If you're planning a visit to London in the Spring, and are looking for somewhere to get out of the rain, take the tube to Kings Cross, and find your way to New Wharf Road, about five minutes' walk away. Here you'll find the London Canal Museum, beside Battlebridge Basin, on the Regent's Canal.

The Museum has been open for over ten years, and is constantly being improved, having access for people in wheelchairs and a children's play area. It costs £3 to enter through the shop and Visitors' Reception area.

The building is on the site of a warehouse built by Carlo Gatti, a nineteenth century ice merchant and ice-cream maker, and the history of his trade is shown here too.

Prominent among the canal-related items is the narrow boat butty CORONIS. You can go into the boat and get an idea of how the boaters' families lived in the cramped conditions. An audio narrative helps set the scene.

Around the Museum are dotted various items of canal ware, which the curators have gone to some trouble to place in its context as far as possible, so that visitors can appreciate where and how objects were used by the crews and their families. Models wearing the type of clothes worn by the working boaters move among the visitors. Their clothes are cared for by expert craftspeople.

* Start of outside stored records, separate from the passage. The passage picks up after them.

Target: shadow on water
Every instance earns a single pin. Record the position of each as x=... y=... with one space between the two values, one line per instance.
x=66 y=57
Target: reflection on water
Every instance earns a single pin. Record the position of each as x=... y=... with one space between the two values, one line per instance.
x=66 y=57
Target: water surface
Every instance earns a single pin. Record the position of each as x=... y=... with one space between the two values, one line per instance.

Outside on the higher level you are in Battlebridge Basin, full of moored boats, including the Museum's Bantam Tug, recently restored at a cost of £4,000, and still used, especially at the annual Canal Cavalcade at nearby Little Venice.

Here an interpretation board illustrates the area when it was fully devoted to industry and commerce, and there are also outside exhibits of cargo handling gear. On this level, too, are the remains of the wells Gatti dug to store the Norwegian ice which was brought in barges along the Regent's Canal from the Thames to his warehouse.

The history of the Regent's Canal is told alongside display cases holding models of various kinds of canal craft, including the steel narrow boats built for the famous GUCCCo - the Grand Union Canal Carrying Company.

Horses and their equipment, including a model horse, are also prominent. Not only did Gatti rely on horses to cart ice around to private customers, and to sell his ice cream in the city, but the canals, of course, also used horses to haul the boats before engines displaced them.

On the same floor as the stables, which Gatti's horses were brought up to by lift, are viewing areas for two Video displays relating to the history of the Regent's Canal and the Museum.

Opening hours are from Tuesday to Sunday (plus Bank Holiday Mondays, but not Christmas and New Year's Day), from 10 am to 4.30pm. The staff are all volunteers.